Kiwi Indians, like other Kiwis, will be wondering what happened to the promises National made before the Budget. Remember, “No rise in GST?” “Vast majority better off?” and “Fiscally neutral?”

All these promises have now been broken. Kiwi families and businesses are beginning to wonder if they did the right thing giving National the chance to govern in 2008.

Sadly, Budget 2010 rewards only the wealthy, to the detriment of the middle class by gobbling up their “tax switch” in the highest (5.9%) inflation in decades. The changes are unfair: a third goes to the top 5% of earners and 15% to the top 1%.

A majority of Kiwis will be worse off. Inflation will wipe out the tax cuts, before they even get to the checkout counter. By the Government’s own figures, an average wage earner will be $30 a week worse-off after inflation and a person earning $70,000 will be $45 a week worse-off. This excludes increases in ACC charges, student loan levies, early childhood fees and other charges.

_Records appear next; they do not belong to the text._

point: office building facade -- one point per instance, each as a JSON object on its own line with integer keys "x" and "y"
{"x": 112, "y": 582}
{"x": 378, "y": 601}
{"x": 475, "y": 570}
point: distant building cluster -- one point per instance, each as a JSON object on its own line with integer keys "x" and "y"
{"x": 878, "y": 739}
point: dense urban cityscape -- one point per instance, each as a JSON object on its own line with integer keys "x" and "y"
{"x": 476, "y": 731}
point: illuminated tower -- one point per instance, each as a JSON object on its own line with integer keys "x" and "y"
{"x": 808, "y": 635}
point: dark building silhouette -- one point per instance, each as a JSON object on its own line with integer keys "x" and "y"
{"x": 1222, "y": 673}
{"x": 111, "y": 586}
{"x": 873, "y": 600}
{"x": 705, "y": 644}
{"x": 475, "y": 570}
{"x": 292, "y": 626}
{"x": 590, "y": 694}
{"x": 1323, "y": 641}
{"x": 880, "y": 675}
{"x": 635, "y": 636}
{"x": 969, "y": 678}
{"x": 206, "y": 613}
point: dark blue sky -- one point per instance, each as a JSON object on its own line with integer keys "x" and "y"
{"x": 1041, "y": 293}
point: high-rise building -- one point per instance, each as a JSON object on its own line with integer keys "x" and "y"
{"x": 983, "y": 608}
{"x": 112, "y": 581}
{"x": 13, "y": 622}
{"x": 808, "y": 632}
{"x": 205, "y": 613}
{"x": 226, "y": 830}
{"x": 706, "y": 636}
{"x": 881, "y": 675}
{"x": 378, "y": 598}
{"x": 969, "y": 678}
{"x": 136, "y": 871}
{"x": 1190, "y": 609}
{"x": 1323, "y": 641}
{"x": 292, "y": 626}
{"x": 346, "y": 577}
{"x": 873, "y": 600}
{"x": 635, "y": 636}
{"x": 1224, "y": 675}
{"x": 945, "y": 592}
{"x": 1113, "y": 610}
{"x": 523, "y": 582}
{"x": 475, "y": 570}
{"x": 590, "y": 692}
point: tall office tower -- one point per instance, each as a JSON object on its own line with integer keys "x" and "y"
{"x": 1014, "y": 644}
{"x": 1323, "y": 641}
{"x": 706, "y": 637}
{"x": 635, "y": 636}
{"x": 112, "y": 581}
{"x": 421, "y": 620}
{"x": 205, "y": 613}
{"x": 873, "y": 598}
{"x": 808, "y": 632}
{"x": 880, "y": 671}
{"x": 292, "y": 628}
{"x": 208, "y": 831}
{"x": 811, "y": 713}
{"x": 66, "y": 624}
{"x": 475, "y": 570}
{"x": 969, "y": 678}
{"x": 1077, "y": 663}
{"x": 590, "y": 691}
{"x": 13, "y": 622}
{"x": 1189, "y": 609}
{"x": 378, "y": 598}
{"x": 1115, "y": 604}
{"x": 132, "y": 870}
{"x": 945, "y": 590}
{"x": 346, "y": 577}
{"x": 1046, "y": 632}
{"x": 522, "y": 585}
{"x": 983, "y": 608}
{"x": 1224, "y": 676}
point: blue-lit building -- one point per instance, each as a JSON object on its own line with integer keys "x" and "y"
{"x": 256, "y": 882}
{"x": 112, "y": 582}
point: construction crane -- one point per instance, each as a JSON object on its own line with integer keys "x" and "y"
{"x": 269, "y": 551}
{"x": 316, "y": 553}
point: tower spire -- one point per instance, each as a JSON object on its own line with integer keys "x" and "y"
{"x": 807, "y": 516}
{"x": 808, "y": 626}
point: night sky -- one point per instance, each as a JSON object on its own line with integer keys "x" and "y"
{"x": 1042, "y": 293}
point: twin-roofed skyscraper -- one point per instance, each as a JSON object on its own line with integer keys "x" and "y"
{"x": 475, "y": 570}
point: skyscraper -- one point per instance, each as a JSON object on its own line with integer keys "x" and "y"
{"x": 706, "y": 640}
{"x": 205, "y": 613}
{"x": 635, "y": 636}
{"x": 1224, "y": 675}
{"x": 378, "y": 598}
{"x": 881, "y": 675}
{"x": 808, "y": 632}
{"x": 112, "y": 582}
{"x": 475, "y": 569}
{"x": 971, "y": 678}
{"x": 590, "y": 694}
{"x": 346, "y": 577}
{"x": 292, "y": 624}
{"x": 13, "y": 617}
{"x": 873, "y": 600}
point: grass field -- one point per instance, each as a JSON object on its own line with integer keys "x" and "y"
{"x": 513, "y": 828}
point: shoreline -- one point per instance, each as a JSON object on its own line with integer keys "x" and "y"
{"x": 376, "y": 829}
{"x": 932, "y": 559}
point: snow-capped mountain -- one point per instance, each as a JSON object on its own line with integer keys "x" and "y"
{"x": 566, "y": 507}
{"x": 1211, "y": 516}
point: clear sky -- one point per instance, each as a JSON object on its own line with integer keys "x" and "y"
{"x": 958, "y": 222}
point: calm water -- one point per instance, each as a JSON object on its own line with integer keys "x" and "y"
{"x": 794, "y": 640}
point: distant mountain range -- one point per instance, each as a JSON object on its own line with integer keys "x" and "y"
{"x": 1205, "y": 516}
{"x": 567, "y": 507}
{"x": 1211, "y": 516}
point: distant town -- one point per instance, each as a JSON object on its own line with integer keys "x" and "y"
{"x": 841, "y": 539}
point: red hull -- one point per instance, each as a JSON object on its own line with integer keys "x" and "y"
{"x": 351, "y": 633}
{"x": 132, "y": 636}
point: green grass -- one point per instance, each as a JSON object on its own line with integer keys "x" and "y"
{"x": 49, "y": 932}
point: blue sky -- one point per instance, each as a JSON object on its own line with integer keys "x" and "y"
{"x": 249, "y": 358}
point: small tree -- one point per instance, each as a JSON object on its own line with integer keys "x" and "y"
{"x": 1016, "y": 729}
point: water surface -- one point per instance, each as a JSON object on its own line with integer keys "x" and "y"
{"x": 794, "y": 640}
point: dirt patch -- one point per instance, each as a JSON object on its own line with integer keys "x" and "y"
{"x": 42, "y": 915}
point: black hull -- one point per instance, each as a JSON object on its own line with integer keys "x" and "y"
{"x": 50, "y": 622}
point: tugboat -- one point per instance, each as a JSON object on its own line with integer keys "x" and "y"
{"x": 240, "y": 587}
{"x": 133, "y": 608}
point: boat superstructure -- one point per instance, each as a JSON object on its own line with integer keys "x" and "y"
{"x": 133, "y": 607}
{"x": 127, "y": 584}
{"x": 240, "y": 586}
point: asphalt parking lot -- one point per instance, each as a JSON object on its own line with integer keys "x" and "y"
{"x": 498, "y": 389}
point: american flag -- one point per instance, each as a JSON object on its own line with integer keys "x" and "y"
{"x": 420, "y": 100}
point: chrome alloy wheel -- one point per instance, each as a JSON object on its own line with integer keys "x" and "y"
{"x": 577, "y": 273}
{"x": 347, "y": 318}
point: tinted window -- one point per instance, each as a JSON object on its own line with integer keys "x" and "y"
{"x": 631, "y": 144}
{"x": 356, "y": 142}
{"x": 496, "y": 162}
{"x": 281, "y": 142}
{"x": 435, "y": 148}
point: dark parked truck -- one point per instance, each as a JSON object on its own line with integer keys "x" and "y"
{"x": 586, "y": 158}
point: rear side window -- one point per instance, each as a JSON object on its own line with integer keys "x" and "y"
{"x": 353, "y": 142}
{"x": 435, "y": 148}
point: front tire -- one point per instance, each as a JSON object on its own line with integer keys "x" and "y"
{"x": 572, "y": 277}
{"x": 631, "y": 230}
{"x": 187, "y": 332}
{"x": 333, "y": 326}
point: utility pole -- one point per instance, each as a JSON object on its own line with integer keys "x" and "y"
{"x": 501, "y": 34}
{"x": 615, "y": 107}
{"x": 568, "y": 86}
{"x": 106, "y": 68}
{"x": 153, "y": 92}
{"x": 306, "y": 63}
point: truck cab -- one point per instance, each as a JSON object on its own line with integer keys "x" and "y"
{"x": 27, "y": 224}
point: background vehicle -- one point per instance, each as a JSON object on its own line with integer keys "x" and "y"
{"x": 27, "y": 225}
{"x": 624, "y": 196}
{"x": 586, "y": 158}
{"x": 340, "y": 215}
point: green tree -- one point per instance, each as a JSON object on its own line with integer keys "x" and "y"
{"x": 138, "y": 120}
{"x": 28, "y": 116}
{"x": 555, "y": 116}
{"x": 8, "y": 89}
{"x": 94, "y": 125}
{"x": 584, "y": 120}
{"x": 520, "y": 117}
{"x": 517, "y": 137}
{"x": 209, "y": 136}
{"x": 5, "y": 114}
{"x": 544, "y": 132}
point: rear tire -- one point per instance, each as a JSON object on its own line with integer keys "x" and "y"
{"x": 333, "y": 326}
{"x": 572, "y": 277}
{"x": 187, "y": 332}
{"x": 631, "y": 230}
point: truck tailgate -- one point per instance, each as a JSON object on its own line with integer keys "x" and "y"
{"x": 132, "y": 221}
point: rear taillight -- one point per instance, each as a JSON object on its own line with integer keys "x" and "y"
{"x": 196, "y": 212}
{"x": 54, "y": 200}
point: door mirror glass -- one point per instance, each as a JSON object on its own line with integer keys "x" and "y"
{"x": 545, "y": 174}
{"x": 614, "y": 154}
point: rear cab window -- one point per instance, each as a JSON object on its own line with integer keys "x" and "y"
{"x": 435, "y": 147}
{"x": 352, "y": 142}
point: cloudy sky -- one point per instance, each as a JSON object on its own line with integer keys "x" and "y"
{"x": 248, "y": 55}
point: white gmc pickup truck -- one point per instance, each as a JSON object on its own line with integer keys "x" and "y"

The projected inflation rate of 5.9% next year is important. It is based on Treasury’s projected wage and inflation track and would take average wage earners until 2014 to catch up to where they were before Budget Day. That is two elections away and no doubt there will be several service cuts.

The savage cuts to early childhood education add up to a potential $40 per child per week in affected ECE Centres, and that is just the start.

New funding for Health is way below previous years’ levels and is several hundred million short of keeping up with next year’s inflation. That will mean longer waiting lists and more frail elderly deprived of their home help.

Tertiary education funding limits mean our bright young people face restricted entry.

The Government wants state power companies to make more money; that means higher power bills for Kiwi households this winter. If you are renting, just wait for your landlord to pass on the cost of the tax changes to building depreciation.

Finance Minister Bill English was forced to admit in Parliament that the Government’s online tax calculator leaves out the full inflation factor, even though it is in the Budget documents. Inflation cannot be glibly dismissed as a “one-off spike.” Embedded into all future prices, it would erode the housekeeping money even before groceries are purchased.

The Government has also broken its promise to be “revenue neutral” on the tax package.

It is borrowing an extra $450m gross next year; $1.1 billion over four years, and $9.2 billion by 2023/24.

Reserve Bank Governor Dr Alan Bollard will have to raise interest rates, and we will all pay for that in our mortgages, rents and business loan costs.

The additional “strategic deficit” is a big black hole that the Government will later tell you they need to cover by further savage service cuts, or flogging off what is left of the family silver.

The Prime Minister says he will “never, ever sell” Kiwibank, but the Finance Minister says it could be gone in a second term. Why can’t they ever agree?

All this has occurred without a credible plan for growing jobs and incomes being put in place. There is no plan to close the critical savings gap; instead, the Government has cut KiwiSaver incentives to 2% and has kicked pre-funding superannuation out into the ‘never-never.’

Close to a quarter of all males under 25 are currently unemployed. It is no wonder that more dairies and liquor stores are being robbed and more taxi drivers feel at risk in their own cabs. Where is the promised nirvana under National when all crime would suddenly cease?

On the contrary, due to National’s budget cuts, there are now fewer police cars available to get police to the scene of crimes, and there is an explosion of burglary and property crime across Auckland.

There is no plan to boost innovation, skills and technology. Instead, the crucial R&D tax cuts were axed, while Australia raised its R&D rebate to 140%. The so-called R&D package in this Budget is a pale 39% of the investment Labour made but National cut on taking office.

There is no plan to close the current account deficit that even Treasury predicts will blow out from 3% to a disastrous 7-8% of GDP.

Funding for economic and regional development has also been slashed. Small business policy is a vacuum. There is no rethink on monetary policy. The Government is relying on ‘trickle down” economics to create jobs and growth. It would not even allow Hillside Workshops to bid for the new Auckland locomotive contract – shame!

The result is less than 1% of additional economic growth over the next seven years. Job growth will be less than half the number created under the last Labour Government and Treasury says only 5.7% of that is attributable to Government policy changes.

Overall, the Budget fails both tests of fairness and growing jobs and incomes.

Lower and middle-income earners are left behind while the top end reaps a windfall.

The Government is borrowing to favour its mates once again. Budget 2010 is a tax swindle and a lost opportunity it embodies a series of broken promises. From October 1, the pain will hit the average Kiwi’s wallet.

Kiwi Indians are typically hard working, upstanding and peace loving members of our community. They, like other Kiwis, just want to be able to pay the bills, work towards a better future for their kids and have a little left over at the end of the week.

A few wanted to give National the opportunity to show what it could do to deliver on its promises.

Budget 2010 was its biggest chance, and it failed.

No wonder so many in the community are deciding it is time to think again.